According to Zrenchik, the most common times for couples to come in are either 1) the first few years after the birth of their first child or, 2) the years leading up to when their children start to leave the nest. These can be challenging times because, in the former situation, the parents have to adjust to the additional financial and emotional strains of a newborn child on a young relationship. For the latter, the couple may have become a bit disconnected during their child raising years. Their primary focus for so long has been their children, and now they need to reestablish their neglected romantic & sexual relationship after the kids leave.

There’s Always Hope, Even When Sex is the Problem

Of course, throughout a marriage or long-term relationship, some struggles might arise on the sexual front. The presence of sexual problems, Zrenchik says, is significantly more prevalent than people ever realize or want to admit.

“Nearly half of all couples don’t have sex anymore, and the ones that do, not all of them are satisfied with the type or frequency of sex that they have,” he reveals. “Every person that has a penis is going to experience problems with their erection, and every person with a vagina is going to, at some point, experience some form of discomfort or inexplicable dryness.”

The tough truth is that virtually everyone is going to experience some type of sexual dysfunction as they age, regardless of how satisfied they are with their sex life is or their relationship. Unfortunately, he adds, when couples aren’t having the type of sexual relationship they want most often they are laboring under the misbelief that the things that worked when they were 22 should be the same when they are 52 and that there shouldn’t need to be any critical evaluation or discussion when you’ve become disconnected with your eroticism and are just trying to force it to work for a long time.

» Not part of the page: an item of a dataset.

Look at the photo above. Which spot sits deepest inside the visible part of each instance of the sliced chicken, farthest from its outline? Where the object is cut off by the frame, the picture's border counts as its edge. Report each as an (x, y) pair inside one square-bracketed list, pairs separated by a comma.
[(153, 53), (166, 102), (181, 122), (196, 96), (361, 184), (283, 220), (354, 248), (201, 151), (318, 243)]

Fortunately, there are ways to treat physiological obstacles that arise with age and ways to reconnect, often with the guidance of a couples therapist.

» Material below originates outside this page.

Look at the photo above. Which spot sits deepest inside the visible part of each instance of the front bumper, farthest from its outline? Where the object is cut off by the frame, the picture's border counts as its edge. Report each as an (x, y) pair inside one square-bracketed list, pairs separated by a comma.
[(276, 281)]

Evolving Sexually is Perfectly Normal

“People evolve sexually, so who they are, what their body responds to, what their body needs, what their into, what their lifestyle is, all of that evolves over time,” Zrenchik says. “If couples get into a mindset of journeying together, reintroducing some novelty, some mystery, some exploration, some vulnerability, some eroticism back into their relationship, it provides an avenue for them to try something new, something different, and that bit of mystery, that novelty is often where couples can re-find their flame.”

On the practical side, Zrenchik informs that an experienced professional couples therapist will require about a $2,000 to $3,000 investment, unless the person’s insurance covers most therapy costs. Therapists will charge in the $130 to $200 for each session, again depending on insurance coverage. The most important assignment is to find a therapist who you like and want to work with. He suggests starting with a 15-minute meeting, if possible, to test out “the vibe.” He recommends using Psychology Today’s Find a Therapist website to identify therapists in your area. Ask friends and family for references, too.

“The things that make therapy work are that you like the plan they develop for you, and you like your therapist,” Zrenchik concludes.